Lorsque les Européens ont imposé leurs langues, ils n’ont pas seulement apporté des mots. Ils ont imposé une hiérarchie: celle des sons et des voix. Le français, l’anglais, le portugais ont été hissés au sommet comme symboles de « civilisation », tandis que les langues africaines ont été reléguées au rang de dialectes « locaux », « informels », voire « arriérés ». Ainsi, parler « bien », c’est-à-dire sans accent, sans faute, avec cette musicalité étrangère, est devenu un symbole de respectabilité. Et petit à petit, l’Africain s’est mis à vouloir effacer son accent comme on efface une tache, sans voir que c’est là toute la couleur de son identité.
Mais qu’est-ce qu’un « bon français » ? Qu’est-ce qu’un « anglais parfait »? Ces notions n’existent que dans l’esprit de ceux qui ont accepté que la norme se trouve ailleurs. L’Africain qui se bat pour parler sans accent oublie souvent que l’accent n’est pas une faute, mais une empreinte. C’est la trace de sa terre, de sa culture, de sa bouche façonnée par des langues multiples, riches, vivantes.

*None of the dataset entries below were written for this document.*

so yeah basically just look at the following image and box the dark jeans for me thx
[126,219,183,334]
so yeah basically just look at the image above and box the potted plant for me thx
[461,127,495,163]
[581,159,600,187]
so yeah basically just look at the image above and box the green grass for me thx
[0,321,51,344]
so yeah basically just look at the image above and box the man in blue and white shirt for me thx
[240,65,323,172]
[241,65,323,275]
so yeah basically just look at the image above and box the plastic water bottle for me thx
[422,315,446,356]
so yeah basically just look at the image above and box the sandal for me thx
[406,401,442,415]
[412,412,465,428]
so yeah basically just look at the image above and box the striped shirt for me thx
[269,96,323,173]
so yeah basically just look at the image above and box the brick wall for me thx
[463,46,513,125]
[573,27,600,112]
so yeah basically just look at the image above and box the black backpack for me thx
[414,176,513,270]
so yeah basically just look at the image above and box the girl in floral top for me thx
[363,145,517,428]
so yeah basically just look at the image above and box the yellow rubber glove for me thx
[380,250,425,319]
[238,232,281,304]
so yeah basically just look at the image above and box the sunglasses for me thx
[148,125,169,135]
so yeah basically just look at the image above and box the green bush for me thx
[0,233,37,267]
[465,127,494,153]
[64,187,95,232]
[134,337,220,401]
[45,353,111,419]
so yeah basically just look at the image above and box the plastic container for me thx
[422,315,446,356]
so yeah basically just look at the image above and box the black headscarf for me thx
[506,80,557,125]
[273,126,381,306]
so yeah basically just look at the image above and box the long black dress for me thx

Pendant ce temps, l’Occidental qui massacre nos prénoms, qui écorche nos langues, n’en ressent aucune honte. Il n’a pas besoin de parler « comme nous », car le monde a déjà placé sa voix au centre.
Ce complexe n’est pas qu’une question de langue. C’est une blessure identitaire. Il révèle à quel point le colon a fait de la parole, un terrain de domination. Nos ancêtres ont été forcés de se taire, puis contraints de parler autrement. Et aujourd’hui encore, nous continuons parfois à chercher dans l’intonation de l’autre une validation de notre valeur. Nous nous jugeons à travers l’oreille de l’étranger, oubliant que la beauté d’une langue réside dans sa diversité de sons.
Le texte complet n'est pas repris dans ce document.